HTML changes on the responses makes the script fail.

lockcda opened this issue 2 years ago · 4 comments

I detected the script bridges_get.py started to fail because the HTML generated by https://bridges.torproject.org/bridges?transport=obfs4%27 has changed. The following patch makes the script work again:

diff --git a/bridges_get.py b/bridges_get.py
index 6e61078..c0fea45 100755
--- a/bridges_get.py
+++ b/bridges_get.py
@@ -161,7 +161,7 @@ while bridges == False:
 
     # look for the bridges if the captcha was beaten
     html = str(reply.read())
-    q = re.findall(r'<div class="bridge-lines" id="bridgelines">(.*?)</div>',
+    q = re.findall(r'<div[^>]*id="bridgelines"[^>]*>(.*?)</div>',
                     html,
                     re.DOTALL)
     try:
@@ -170,7 +170,7 @@ while bridges == False:
 
         for l in b:
             # clean string for newlines and spaces
-            _b = l.strip().replace('\\n', '')
+            _b = l.replace('\\n', '').strip()
             if _b != '':
                 bridges = _b
     # captcha failed, try again

The patch changes the regular expression to find the correct div (the class attribute changed and I modified the regular expression so it doesn't depend on the class anymore) and the strip command of each bridge line should be run after cleaning \n from the string.

Answer 1 · 2022-08-28T23:40:26.000Z

Thank you, lockcda, for that patch.
However, we found on our test system another issue with the script, producing the following error:

Traceback (most recent call last):
  File "/home/torbox/torbox/bridges_get.py", line 47, in <module>
    from mechanize import Browser
ModuleNotFoundError: No module named 'mechanize'

This issue exists before and after applying the patch.

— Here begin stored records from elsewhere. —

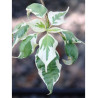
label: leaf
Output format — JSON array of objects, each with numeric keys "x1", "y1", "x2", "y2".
[
  {"x1": 38, "y1": 34, "x2": 58, "y2": 72},
  {"x1": 47, "y1": 27, "x2": 64, "y2": 33},
  {"x1": 28, "y1": 19, "x2": 46, "y2": 33},
  {"x1": 18, "y1": 34, "x2": 37, "y2": 59},
  {"x1": 35, "y1": 53, "x2": 62, "y2": 95},
  {"x1": 26, "y1": 3, "x2": 47, "y2": 18},
  {"x1": 61, "y1": 31, "x2": 83, "y2": 43},
  {"x1": 48, "y1": 7, "x2": 69, "y2": 25},
  {"x1": 12, "y1": 23, "x2": 29, "y2": 47},
  {"x1": 63, "y1": 44, "x2": 78, "y2": 65}
]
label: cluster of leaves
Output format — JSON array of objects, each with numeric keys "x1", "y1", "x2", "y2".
[{"x1": 13, "y1": 3, "x2": 82, "y2": 94}]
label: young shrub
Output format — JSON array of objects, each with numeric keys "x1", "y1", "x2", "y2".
[{"x1": 13, "y1": 0, "x2": 83, "y2": 94}]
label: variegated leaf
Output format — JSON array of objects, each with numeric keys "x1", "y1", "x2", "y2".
[
  {"x1": 47, "y1": 27, "x2": 64, "y2": 33},
  {"x1": 12, "y1": 23, "x2": 29, "y2": 47},
  {"x1": 35, "y1": 53, "x2": 62, "y2": 94},
  {"x1": 28, "y1": 19, "x2": 46, "y2": 33},
  {"x1": 26, "y1": 3, "x2": 47, "y2": 18},
  {"x1": 48, "y1": 7, "x2": 69, "y2": 25},
  {"x1": 61, "y1": 30, "x2": 83, "y2": 43},
  {"x1": 18, "y1": 34, "x2": 37, "y2": 59},
  {"x1": 38, "y1": 34, "x2": 58, "y2": 72},
  {"x1": 63, "y1": 44, "x2": 78, "y2": 65}
]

Currently, we are not sure if this is something specific to our test system or if others can reproduce that error. Reinstalling the mechanize module didn't fix it.

Answer 2 · 2022-08-29T00:20:34.000Z

Thank you, lockcda, for that patch. However, we found on our test system another issue with the script, producing the following error:
Traceback (most recent call last):
  File "/home/torbox/torbox/bridges_get.py", line 47, in <module>
    from mechanize import Browser
ModuleNotFoundError: No module named 'mechanize' 
This issue exists before and after applying the patch. Currently, we are not sure if this is something specific to our test system or if others can reproduce that error. Reinstalling the mechanize module didn't fix it.

I can't reproduce that in my system so (if you're also using the master branch) it seems to a be system specific problem. Did you update your system recently?

Answer 3 · 2022-08-30T20:20:13.000Z

I found the bug. It seems that version 0.4.8 of mechanize will not be correctly installed. Even several tries to install it failed.
We will switch back to 0.4.7 and add your patch, which works great. Thanks for helping!

Answer 4 · 2022-08-30T20:34:23.000Z

Good to know, thank you. Maybe it would be better to use the following regular expression:

     q = re.findall(r'<div[^>]+id="bridgelines"[^>]*>(.*?)</div>',
                     html,
                     re.DOTALL)

Note I replaced a * by a +, because after <div there will always be (at least) a space.